Es el tiempo que tiene Ecuador para, una vez más, acudir a las urnas. Será la sexta elección en apenas dos años. Si la calidad de una democracia se midiera por la frecuencia con la que sus ciudadanos votan, la percepción internacional sobre el sistema democrático ecuatoriano sería mucho más favorable. Pero no es así.
Sesenta días pueden parecer demasiado para una sociedad que debe hacer malabares para llegar a fin de mes, enfrentando diariamente el impacto de la inseguridad, el desempleo, la crisis en salud y educación. Cada titular, cada mensaje que circula, refuerza esos temores. A ello se suman la falta de acuerdos entre los actores políticos y los insultos dirigidos a los votantes, quienes, pese a las dificultades, se esfuerzan por ejercer su derecho al sufragio. No es la mejor manera de transitar hacia una elección.
Al mismo tiempo, sesenta días pueden resultar insuficientes para dos corrientes políticas enfrentadas, cuyos discursos han polarizado a la sociedad al punto de abrir fracturas profundas en torno a temas que parecían superados.

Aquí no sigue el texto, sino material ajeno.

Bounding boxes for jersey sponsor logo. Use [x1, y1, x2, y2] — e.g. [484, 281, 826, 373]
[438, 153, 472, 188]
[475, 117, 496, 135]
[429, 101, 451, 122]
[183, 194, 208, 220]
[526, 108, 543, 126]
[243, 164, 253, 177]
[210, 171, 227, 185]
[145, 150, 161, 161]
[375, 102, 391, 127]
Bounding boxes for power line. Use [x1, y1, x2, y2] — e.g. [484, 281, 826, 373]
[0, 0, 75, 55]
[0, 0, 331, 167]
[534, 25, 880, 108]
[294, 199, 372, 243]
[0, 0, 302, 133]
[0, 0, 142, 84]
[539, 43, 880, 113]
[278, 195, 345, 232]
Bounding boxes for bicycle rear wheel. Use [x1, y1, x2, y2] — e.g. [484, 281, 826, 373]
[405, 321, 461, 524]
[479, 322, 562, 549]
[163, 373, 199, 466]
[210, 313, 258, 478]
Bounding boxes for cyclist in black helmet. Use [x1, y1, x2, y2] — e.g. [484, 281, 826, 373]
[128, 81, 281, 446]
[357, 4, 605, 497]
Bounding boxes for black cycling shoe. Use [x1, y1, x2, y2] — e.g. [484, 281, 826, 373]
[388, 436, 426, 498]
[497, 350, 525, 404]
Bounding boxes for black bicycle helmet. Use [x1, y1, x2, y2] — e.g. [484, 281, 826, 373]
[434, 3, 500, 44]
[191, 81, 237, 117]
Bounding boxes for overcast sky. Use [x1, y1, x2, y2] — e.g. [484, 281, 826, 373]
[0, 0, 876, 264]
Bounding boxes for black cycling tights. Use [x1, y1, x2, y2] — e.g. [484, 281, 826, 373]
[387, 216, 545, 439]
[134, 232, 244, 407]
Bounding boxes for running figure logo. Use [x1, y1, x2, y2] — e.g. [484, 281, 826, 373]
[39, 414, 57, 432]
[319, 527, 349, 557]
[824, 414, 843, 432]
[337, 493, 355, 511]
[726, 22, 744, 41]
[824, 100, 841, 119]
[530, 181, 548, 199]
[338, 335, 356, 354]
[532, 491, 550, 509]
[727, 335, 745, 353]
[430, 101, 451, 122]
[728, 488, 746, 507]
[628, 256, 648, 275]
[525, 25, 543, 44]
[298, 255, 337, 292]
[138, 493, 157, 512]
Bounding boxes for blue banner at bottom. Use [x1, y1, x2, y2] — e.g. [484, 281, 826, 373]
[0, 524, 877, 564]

La diversidad ecuatoriana es su mayor fortaleza, y ello incluye la pluralidad de visiones que conviven en el país. Esas diferencias no deberían ser motivo de confrontación, sino una oportunidad para el entendimiento y la empatía.
Este período debería servir para integrar posturas, reconocer discrepancias y buscar soluciones. La confrontación constante solo aleja aún más a la ciudadanía de las decisiones políticas, cuando el desafío real es otro: quien llegue a Carondelet el 13 de abril deberá gobernar con todos y para todos. Aunque, para lograrlo, tal vez sesenta días no sean suficientes.